I’ll spend $3 at the 7-11 for a bag of ice, and drop it in a cooler. I really like ice.
I know the ice will eventually melt, but it will keep my drinks cold for a few hours, and that's worth something to me.
In other words, melting ice cubes are worth something to me.
These companies that make the ice – and they’ve mostly been around for a while – have access to water, and have hired people and purchased machines to turn that water into ice. They’re pretty good at it.
They then sell ice to me at the price I will pay for it. This price is more than it costs them to produce and deliver it, and they make money.
Some newer companies have access to really cheap water, and they want to make ice too.
They want to make purer ice, ice that doesn’t melt as quickly; but they want it to cool my drinks as well as the traditional ice does.
They want to displace the current ice makers.
Today, it costs these new-age producers a lot more to make ice than it costs the traditional vendors, and they sell it for $12 a bag.
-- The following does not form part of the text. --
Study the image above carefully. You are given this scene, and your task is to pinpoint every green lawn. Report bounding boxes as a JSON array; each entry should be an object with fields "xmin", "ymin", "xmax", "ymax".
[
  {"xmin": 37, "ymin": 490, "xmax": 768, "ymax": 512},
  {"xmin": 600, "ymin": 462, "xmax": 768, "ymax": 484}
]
I won’t buy any ice from them.
And, at least today, they don’t even make money selling it at $12 a bag. They actually lose money. But many folks see a bright future for them, and keep providing the cheap water while these new-age vendors figure things out.
Meanwhile the traditional ice vendors are using their own profits from their traditional ice sales to also make the purer ice, the ice that doesn’t melt as quickly. Technologically, at least in one aspect of ice production, they are further behind the new-age vendors. But, even after paying all their employees and producing profits for their owners, they have a great deal leftover. Over the next few years, they will spend more than the new-age vendors in R&D and CAPEX to build out their new-age ice producing capabilities. Much more.
And in other aspects, potentially more important ones, the traditional ice vendors are already years ahead. Not only have they become expert at mass production of ice, they make some pretty good drinks too. And they’ve built a worldwide distribution network that sells literally millions of their ice-cold drinks.
And people like to drop their ice in different types of drinks. Drinks that suit all tastes, like these:
In 2019, people bought about 75 million cars and light trucks around the world, with nearly 17 million of them in the USA. Of those, about 0.3 million were electric cars (including plug-in hybrids).
The rest, a vast, vast majority, were 100% ICEs.
In other words, battery-powered cars today are a rounding error.
Sure, the internal combustion engine’s days are numbered. Whether it is 2035, or sometime sooner or later, the ice is probably going to melt, but we’re still going to have drinks[1]. And someone is going to have to keep them cool.
So instead of it being a new ice age for the traditional vendors, is it possible they might actually end up being the ones selling most of the new-age ice?
Is it that far-fetched to consider?
FOOTNOTES
[1] Some folks believe we won’t even have drinks, a notion we think is preposterous.